- Grey Oceans
The eccentric group CocoRosie, fronted by sisters Bianca ("Coco") and Sierra ("Rosie") Casady, can't be criticized for sitting on their hands during the three-year break from their last excellent release, The Adventures of Ghosthorse and Stillborn. In between global touring, including a 2008 performance with The Royal Dutch Orchestra in Amsterdam, CocoRosie released a 7" single and a limited edition EP, Coconuts, Plenty of Junk Food. Elder sister Sierra performed a libretto, "Cellar Door," at London's ICA museum with CocoRosie instrumentalist Gael Rakotondrabe as part of an art instillation piece by Loris Gréaud. Younger sister Bianca accompanied the publication of her book Le Combat Spiritue with an exhibition of her visual artwork in Groningen, Netherlands and converted a Parisian storefront into a gallery/performance space called Mad Vicky's Tea Gallery.
Raised in a nomadic upbringing, the Casady sisters exhibit a restless yet sensitive aspect in their musical work, drawing on a mélange of influences ranging from Native American chants to baroque to pop. For Grey Oceans, their fourth release, and their Sub Pop debut, CocoRosie crafted their most distinct and daring recording to date. Giving more prominence to Rakotondrabe's contributions (he composed and performed all the keyboard and piano parts), while refining their original musical collages (including toy pianos, early synthesizers and spoken word), Grey Oceans is a challenging and often subverting work.
Recorded in Argentina, Germany, France, Australia and New York, Grey Oceans is a true "World" document. The tabla-driven "Smokey Taboo," for example, draws from East Indian folk music while blending in operatic vocals and harp, offering an unorthodox arrangement. The title track ("Grey Oceans") is a spare ballad that exposes the sisters' unique vocal delivery, one that is both young and old. Sierra's naïve lead, coupled with her sister's ghostly background accompaniment, produces a sound as if from a child trapped in an elderly body.

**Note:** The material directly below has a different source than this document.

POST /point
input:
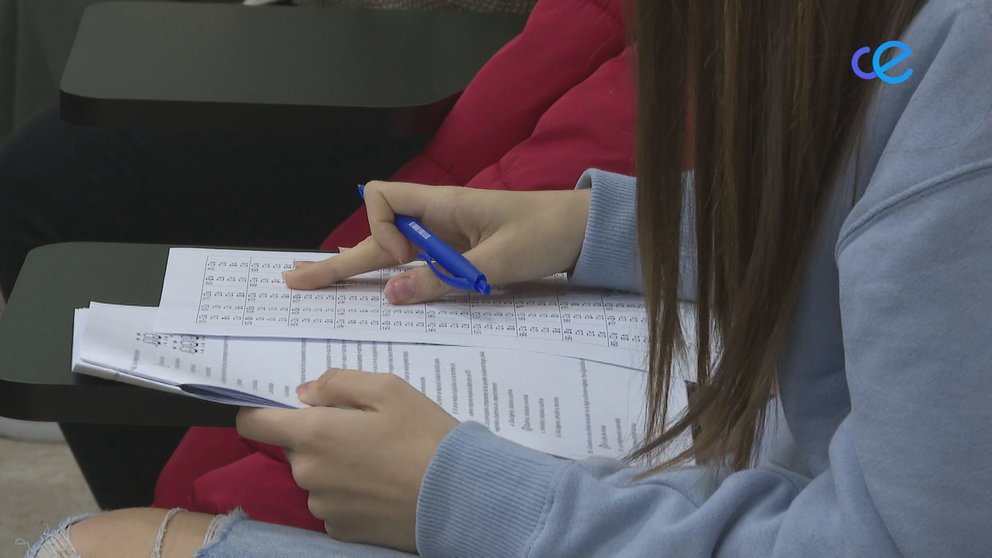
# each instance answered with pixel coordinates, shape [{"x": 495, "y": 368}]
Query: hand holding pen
[{"x": 508, "y": 237}]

Rakotondrabe provides the spine of each song with his subtle piano/keyboard parts, inserting skeletal rhythms and melody lines in the heart of the multi-layered, dense compositions. He begins "The Moon Asked The Crow" with a piano line reminiscent of an old Russian ballad that falls into a Wu Tang Clan-like hip hop beat. The off-kilter sway of "Lemonade," with its pairing of a fuzzy synthesizer with a minimal piano counterpart that gives way to an elegiac chorus, exhibits a majestic beauty.
Grey Oceans is a deconstruction of traditional children's ballads and hymns, as if fueled by Grimm's fairytales. The gothic, Stephen Sondheim-esque theatrical element to the work is hard to deny. But it is how the Casady sisters arrange and produce Grey Oceans, with its bold and original juxtapositions of geographical as well as time period influences, that marks its brilliance. Never has deconstruction sounded so good.